Zeeberg Barry
Laboratory of Molecular Pharmacology, National Cancer Institute, National Institutes of Health, Bethesda, MD 20892, USA.
Genome Res. 2002 Jun;12(6):944-55. doi: 10.1101/gr.213402.
Exonic GC of human mRNA reference sequences (RefSeqs), as well as A, C, G, and T in codon position 3 are linearly correlated with genomic GC. These observations utilize information from the completed human genome sequence and a large, high-quality set of human and mouse coding sequences, and are in accord with similar determinations published by others. A Shannon Information Theoretic measure of bias in synonymous codon usage was developed. When applied to either human or mouse RefSeqs, this measure is nonlinearly correlated with genomic, exonic, and third codon position A, C, G, and T. Information values between orthologous mouse and human RefSeqs are linearly correlated: mouse = 0.092 + 0.55 human. Mouse genes were consistently placed in genomic regions whose GC content was closer to 50% than was the GC content of the human ortholog. Since the (nonlinear) information versus percent GC curve has a minimum at 50% GC and monotonically increases with increasing distance from 50% GC, this phenomenon directly results in the low slope of 0.55. This appears to be a manifestation of an evolutionary strategy for placement of genes in regions of the genome with a GC content that relates synonymous codon bias and protein folding.

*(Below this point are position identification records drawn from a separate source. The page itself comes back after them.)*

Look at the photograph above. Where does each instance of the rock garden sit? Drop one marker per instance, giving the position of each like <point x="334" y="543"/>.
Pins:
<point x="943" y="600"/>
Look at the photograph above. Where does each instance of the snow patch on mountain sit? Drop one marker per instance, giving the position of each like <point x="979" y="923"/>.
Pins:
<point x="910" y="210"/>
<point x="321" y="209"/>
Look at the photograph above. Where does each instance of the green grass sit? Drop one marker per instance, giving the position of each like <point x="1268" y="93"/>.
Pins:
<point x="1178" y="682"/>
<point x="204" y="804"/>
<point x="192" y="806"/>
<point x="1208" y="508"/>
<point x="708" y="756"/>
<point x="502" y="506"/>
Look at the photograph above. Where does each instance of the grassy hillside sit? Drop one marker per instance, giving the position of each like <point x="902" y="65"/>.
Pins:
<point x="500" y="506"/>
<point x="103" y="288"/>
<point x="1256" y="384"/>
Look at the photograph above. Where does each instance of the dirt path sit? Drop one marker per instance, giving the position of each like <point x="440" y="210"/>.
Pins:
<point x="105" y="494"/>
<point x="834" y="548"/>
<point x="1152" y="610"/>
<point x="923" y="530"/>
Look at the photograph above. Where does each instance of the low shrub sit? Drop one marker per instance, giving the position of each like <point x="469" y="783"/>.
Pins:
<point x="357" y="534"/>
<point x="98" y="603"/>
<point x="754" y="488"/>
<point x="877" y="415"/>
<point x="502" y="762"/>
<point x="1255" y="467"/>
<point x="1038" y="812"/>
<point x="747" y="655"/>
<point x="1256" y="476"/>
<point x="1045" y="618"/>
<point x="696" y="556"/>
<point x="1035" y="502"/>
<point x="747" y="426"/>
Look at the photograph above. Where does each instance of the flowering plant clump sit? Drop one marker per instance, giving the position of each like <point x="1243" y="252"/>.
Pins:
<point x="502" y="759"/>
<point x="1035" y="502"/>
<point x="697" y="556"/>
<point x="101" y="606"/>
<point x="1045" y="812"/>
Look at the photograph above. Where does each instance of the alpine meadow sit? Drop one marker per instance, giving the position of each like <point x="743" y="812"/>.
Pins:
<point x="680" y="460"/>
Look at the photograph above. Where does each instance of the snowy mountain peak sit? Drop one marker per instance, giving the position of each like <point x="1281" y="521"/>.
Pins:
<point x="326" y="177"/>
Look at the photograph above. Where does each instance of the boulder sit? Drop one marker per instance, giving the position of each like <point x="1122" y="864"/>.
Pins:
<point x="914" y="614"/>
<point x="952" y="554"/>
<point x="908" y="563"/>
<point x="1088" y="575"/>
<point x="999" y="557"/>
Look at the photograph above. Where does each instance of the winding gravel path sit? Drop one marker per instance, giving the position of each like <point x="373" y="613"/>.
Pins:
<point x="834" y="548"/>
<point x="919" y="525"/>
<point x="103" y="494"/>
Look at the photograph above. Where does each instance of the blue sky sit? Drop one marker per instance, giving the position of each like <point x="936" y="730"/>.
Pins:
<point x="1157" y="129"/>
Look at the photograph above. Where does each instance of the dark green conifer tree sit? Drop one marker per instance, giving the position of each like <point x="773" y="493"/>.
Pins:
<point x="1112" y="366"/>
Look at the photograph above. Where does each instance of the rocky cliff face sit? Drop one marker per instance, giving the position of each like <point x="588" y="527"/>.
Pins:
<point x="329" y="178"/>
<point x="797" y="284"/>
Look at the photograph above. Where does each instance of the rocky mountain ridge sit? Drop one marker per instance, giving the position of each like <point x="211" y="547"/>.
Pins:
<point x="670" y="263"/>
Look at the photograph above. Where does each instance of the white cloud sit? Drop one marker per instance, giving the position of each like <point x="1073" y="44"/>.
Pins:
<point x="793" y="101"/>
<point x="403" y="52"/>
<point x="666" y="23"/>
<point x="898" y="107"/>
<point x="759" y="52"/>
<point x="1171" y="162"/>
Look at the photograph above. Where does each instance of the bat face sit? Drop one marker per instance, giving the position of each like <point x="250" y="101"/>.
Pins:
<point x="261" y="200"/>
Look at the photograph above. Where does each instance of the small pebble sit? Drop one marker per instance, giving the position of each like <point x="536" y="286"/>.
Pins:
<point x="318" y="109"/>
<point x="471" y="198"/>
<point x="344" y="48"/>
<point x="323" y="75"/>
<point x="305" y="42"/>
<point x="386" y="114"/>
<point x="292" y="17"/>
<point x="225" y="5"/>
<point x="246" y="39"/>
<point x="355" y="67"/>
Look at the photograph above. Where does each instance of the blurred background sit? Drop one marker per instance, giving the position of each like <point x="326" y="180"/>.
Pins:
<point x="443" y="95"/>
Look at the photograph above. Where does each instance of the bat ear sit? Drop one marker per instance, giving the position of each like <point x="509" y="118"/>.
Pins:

人类mRNA参考序列(RefSeqs)的外显子GC以及密码子第3位的A、C、G和T与基因组GC呈线性相关。这些观察结果利用了来自已完成的人类基因组序列以及大量高质量的人类和小鼠编码序列的信息,并且与其他人发表的类似测定结果一致。开发了一种关于同义密码子使用偏差的香农信息理论度量。当应用于人类或小鼠RefSeqs时,该度量与基因组、外显子和第三密码子位置的A、C、G和T呈非线性相关。直系同源小鼠和人类RefSeqs之间的信息值呈线性相关:小鼠 = 0.092 + 0.55×人类。小鼠基因始终位于基因组区域,其GC含量比人类直系同源基因的GC含量更接近50%。由于(非线性的)信息与GC百分比曲线在GC含量为50%时具有最小值,并且随着与50% GC距离的增加而单调增加,这种现象直接导致了0.55的低斜率。这似乎是一种进化策略的表现,即将基因放置在基因组中GC含量与同义密码子偏好和蛋白质折叠相关的区域。